Off-target mutations are a concern of the 'classic' CRISPR/Cas9 editing, that relies on double-strand DNA-breaks and homology-dependent repair.
But base editors are deemed much safer because they only nick one DNA-strand and to carefully check for deleterious off-target mutations they use whole-genome sequencing on the edited cells.
»Much to our surprise, we didn't find any off-target mutations. So it's an extremely clean procedure,« says Hans Clevers.
Without the off-target concern, this not only means the method is safe but also that the editing efficiency could be ramped up by merely doing multiple rounds of base editing.
Everything is done ex vivo
One great thing about organoids is that they are clonal, and everything is done in the lab outside the patient.
»So you can test for any off-target mutations before you transplant back to the patient,« says Hans Clevers.
»I think it's a significant advantage. You can do it hundreds of times and just pick the ones that worked exactly as you hoped. In vivo, you have to live with what comes out of the experiment.«
And another advantage working ex vivo is that circumvent problems with the immune system. The editing components are transferred without using viral vectors, and the Cas9 fusion-protein is long gone by the time the organoids would be transplanted back to the patient and come in contact with the immune cells.
So all in all, the combination of base editors and organoids seem to be an efficient and safe path to a cure for hereditary diseases using gene therapy.
Gene therapy cure for cystic fibrosis?
This begs the question of when the first cystic fibrosis patients may benefit from this organoid CRISPR gene therapy? It turns out the answer is more complicated than it might seem.
»If this is going to go into clinical trials, the field first has to show that organoids can be safely transplanted‚« says Hans Clevers.
Currently, there is no clinical practice for transfecting expanded cells whether it be induced pluripotent stem cell (iPS), embryonic or adult stem cells, or organoids. For each organ, the procedure would have to be worked out and optimized. But the first clinical trial using organoids is underway in Tokyo, Japan and maybe a first step for establishing a safe practice for transferring organoids back to patients.
The mini-guts are grown from tiny samples of the tissue lining the gut.

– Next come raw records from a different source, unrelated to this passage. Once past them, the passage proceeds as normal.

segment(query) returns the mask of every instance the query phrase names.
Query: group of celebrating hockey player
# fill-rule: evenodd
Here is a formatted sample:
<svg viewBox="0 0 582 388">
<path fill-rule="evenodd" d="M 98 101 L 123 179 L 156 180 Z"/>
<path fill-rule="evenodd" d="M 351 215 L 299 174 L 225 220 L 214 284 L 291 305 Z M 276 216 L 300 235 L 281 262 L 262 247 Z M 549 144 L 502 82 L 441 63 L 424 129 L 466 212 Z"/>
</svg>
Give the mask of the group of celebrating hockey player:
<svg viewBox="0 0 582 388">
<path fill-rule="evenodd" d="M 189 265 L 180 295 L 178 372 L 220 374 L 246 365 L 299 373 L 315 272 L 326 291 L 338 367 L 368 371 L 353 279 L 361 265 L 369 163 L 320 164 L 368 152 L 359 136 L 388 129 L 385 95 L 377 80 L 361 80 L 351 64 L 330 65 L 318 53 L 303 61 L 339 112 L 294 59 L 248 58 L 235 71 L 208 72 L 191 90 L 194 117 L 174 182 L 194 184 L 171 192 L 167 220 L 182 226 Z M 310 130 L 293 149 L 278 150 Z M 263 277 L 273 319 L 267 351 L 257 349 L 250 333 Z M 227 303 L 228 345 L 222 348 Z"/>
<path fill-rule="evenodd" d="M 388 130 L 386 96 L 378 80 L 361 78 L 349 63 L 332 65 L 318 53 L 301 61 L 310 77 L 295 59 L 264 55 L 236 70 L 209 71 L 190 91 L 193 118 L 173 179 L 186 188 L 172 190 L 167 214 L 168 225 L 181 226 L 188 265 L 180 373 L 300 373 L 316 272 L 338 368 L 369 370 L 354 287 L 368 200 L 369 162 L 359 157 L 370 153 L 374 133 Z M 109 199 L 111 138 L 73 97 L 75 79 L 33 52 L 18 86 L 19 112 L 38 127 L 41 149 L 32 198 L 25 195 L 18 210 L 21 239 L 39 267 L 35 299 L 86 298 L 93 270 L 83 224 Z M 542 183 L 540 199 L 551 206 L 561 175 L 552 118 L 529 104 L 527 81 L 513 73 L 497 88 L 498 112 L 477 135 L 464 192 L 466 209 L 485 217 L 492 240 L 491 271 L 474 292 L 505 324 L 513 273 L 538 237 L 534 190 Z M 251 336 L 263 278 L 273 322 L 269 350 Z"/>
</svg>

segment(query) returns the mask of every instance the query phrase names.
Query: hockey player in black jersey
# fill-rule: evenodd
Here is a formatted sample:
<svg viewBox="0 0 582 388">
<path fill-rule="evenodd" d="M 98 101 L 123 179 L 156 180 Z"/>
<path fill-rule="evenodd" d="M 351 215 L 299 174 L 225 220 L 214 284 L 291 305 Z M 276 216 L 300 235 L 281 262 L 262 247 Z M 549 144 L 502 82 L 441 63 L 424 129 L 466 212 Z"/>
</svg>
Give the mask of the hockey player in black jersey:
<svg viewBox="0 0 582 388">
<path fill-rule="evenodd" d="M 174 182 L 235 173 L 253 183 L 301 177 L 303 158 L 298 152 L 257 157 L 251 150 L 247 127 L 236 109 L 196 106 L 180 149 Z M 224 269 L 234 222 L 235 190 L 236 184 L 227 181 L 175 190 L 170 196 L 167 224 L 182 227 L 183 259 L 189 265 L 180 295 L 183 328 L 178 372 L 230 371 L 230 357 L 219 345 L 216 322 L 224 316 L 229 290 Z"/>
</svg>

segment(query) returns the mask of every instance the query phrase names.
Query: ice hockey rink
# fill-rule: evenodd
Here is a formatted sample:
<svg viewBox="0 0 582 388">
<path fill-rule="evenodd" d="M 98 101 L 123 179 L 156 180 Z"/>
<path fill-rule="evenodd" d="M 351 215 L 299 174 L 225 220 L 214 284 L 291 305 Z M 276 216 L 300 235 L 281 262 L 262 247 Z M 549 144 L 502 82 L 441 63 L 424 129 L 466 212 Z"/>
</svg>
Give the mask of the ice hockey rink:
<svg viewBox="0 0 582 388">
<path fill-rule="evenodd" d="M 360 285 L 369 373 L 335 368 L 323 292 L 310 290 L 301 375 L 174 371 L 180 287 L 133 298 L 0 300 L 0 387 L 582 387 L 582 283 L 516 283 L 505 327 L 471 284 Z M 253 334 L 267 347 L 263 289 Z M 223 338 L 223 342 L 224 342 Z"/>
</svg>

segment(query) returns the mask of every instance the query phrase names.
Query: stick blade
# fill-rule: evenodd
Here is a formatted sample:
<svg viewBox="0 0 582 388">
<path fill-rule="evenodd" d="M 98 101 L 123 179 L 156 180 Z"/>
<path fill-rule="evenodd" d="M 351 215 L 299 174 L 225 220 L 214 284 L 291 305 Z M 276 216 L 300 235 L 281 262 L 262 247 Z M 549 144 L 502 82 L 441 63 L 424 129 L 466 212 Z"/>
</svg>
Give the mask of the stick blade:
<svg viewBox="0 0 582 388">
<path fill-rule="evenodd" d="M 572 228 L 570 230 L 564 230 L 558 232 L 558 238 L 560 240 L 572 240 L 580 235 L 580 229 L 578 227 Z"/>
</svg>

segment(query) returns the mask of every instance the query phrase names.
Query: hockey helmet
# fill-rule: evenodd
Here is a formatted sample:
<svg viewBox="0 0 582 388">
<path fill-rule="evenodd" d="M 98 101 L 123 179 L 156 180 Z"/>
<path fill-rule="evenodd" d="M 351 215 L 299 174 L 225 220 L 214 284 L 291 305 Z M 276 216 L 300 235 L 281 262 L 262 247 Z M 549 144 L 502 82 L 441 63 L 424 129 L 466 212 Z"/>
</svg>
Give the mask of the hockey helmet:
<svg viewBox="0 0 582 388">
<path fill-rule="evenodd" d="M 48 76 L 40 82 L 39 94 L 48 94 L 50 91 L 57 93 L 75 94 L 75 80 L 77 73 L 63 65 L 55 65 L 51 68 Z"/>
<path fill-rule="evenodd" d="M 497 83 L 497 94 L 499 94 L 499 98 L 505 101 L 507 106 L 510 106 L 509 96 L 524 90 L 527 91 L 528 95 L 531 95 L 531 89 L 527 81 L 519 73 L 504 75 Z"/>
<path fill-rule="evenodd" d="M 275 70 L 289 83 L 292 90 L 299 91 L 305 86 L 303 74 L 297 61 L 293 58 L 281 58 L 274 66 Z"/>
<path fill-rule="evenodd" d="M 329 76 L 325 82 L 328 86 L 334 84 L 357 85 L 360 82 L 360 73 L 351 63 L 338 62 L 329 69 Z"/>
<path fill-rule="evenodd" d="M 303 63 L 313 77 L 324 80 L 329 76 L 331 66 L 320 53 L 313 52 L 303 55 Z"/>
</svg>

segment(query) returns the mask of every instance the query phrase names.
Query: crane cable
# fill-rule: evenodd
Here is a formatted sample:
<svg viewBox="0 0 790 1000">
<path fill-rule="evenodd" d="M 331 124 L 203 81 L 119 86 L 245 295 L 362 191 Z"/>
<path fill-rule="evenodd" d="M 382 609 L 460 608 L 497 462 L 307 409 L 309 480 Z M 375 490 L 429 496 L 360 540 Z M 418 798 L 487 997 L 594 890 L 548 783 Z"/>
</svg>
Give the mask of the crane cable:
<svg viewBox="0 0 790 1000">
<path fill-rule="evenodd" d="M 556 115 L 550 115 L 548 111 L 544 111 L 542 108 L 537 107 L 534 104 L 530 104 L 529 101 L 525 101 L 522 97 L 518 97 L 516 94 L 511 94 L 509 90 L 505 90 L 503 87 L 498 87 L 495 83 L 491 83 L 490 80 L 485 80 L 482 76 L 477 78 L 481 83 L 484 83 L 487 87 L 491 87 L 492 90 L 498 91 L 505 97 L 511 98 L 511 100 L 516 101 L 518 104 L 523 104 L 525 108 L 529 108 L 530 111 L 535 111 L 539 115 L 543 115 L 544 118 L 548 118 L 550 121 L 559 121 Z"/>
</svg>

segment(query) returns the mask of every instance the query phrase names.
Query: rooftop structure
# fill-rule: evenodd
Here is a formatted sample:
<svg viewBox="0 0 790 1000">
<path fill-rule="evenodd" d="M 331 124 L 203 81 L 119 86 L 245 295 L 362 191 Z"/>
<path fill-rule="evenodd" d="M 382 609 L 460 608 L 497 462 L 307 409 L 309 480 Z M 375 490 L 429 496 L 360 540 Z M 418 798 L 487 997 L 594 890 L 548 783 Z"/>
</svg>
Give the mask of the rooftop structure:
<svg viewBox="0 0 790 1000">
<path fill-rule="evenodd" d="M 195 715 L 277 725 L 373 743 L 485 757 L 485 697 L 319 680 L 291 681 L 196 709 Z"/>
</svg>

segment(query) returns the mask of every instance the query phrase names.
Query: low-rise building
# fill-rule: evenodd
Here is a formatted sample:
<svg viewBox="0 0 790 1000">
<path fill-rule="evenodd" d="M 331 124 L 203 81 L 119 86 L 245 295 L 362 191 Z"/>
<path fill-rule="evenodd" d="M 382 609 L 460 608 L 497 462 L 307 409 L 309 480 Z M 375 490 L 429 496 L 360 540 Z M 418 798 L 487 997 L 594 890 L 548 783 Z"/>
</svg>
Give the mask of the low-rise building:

The tissue is incubated in a mix of growth factors to let the gut stem cells replicate. After 2-3 weeks, small organoids about a millimetre in diameter emerge and can be harvested. These organoid lines can grow indefinately. They are stored and managed by the foundation Hubrecht Organoid Technology and University Medical Center Utrecht and can be requested by researchers.
Raise hope for thousands of other diseases
But the new study showing that gene therapy using base editors on human organoids works and is safe raise hope for thousands of other genetic disorders. Organoids can be grown from almost every internal organ - the heart being the noticeable exception - and in principle, the approach can be extended to hereditary diseases in other organs.
They would probably be better suited for a start.
»I guess, cystic fibrosis will not be the disease of choice to start with. Because it's multiple organs that are affected by cystic fibrosis - the lungs but also the pancreas and the liver, gallbladder, and gut. For the first time in patients I would rather go for a liver disease like alpha-1 antitrypsin deficiency, where you only have one organ to transplant,« says Hans Clevers.
The bottom line for cystic fibrosis is that a gene therapy seems feasible, but other hereditary diseases may well get there first.